All you data scientists will probably know the entropy equation:
$$H(p)=-\sum_{i=1}^{n}{{p}_{i}}\cdot\log_{2}{{p}_{i}}$$
And, using this, I was messing around with some compression, and calculated the entropy for a set of probablilties $\{0.3, 0.2, 0.2, 0.1\}$, which came out as about $2.246$.
This doesn't make sense to me, because if Entropy $\propto$ 1/Compression, then I've done the impossible by compressing data with these proportions.
I find myself confused as to how to interpret this value any other way. Is it bits per arbitrary unit? Am I simply wrong?
Your calculation is wrong. The correct answer for four digits is
$$1.7820 .$$
The correct interpretation of the entropy is as follows.
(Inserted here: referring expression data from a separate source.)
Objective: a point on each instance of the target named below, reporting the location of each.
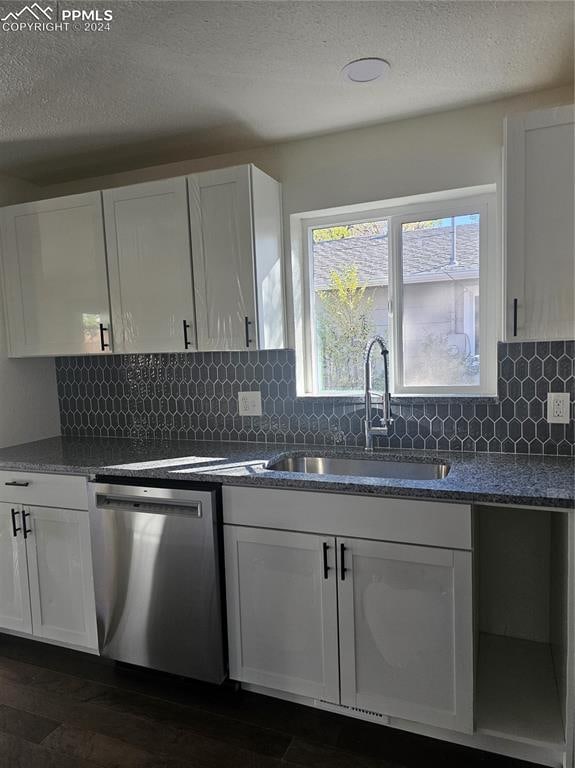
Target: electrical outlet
(250, 403)
(558, 407)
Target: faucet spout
(385, 420)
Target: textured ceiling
(175, 80)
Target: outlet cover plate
(250, 403)
(558, 407)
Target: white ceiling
(175, 80)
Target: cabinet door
(539, 225)
(61, 582)
(150, 266)
(14, 595)
(282, 611)
(406, 632)
(222, 252)
(56, 283)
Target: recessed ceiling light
(365, 70)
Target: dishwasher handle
(151, 506)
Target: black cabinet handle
(25, 530)
(326, 568)
(248, 322)
(343, 569)
(15, 528)
(103, 345)
(187, 342)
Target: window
(419, 275)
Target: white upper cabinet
(220, 288)
(55, 280)
(150, 267)
(235, 217)
(539, 208)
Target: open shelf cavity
(522, 628)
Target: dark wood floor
(62, 709)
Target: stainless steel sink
(401, 470)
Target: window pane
(440, 267)
(350, 285)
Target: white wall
(28, 396)
(446, 150)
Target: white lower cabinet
(377, 626)
(60, 572)
(14, 594)
(46, 583)
(282, 611)
(405, 631)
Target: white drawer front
(43, 490)
(432, 523)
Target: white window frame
(482, 200)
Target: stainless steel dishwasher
(157, 579)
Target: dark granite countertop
(473, 477)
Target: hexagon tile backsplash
(194, 396)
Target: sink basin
(400, 470)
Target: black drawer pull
(343, 569)
(15, 528)
(248, 322)
(326, 568)
(25, 530)
(103, 345)
(187, 342)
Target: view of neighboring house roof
(425, 252)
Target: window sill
(405, 399)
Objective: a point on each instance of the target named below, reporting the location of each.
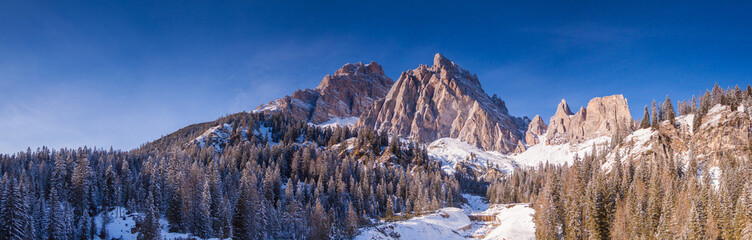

Assume that you have to code an infinite sequence of independent random variables distributed identically; taking different values (symbols) with the given probabilities. Then create disjoint sequence of length $N$ out of symbols poured by the source. Use some faithful coding method. Let the random variable $X_{N,n}$ be the length of the $n^{th}$ sequence of length $N$. Then for any method the average code length will be greater or equal than the entropy:
$$\frac{1}{N}E[X_{N,n}]=\frac{1}{N}E[X_{N,1}]\ge H.$$
(If $N\rightarrow \infty$ the average code length tends to the entropy.)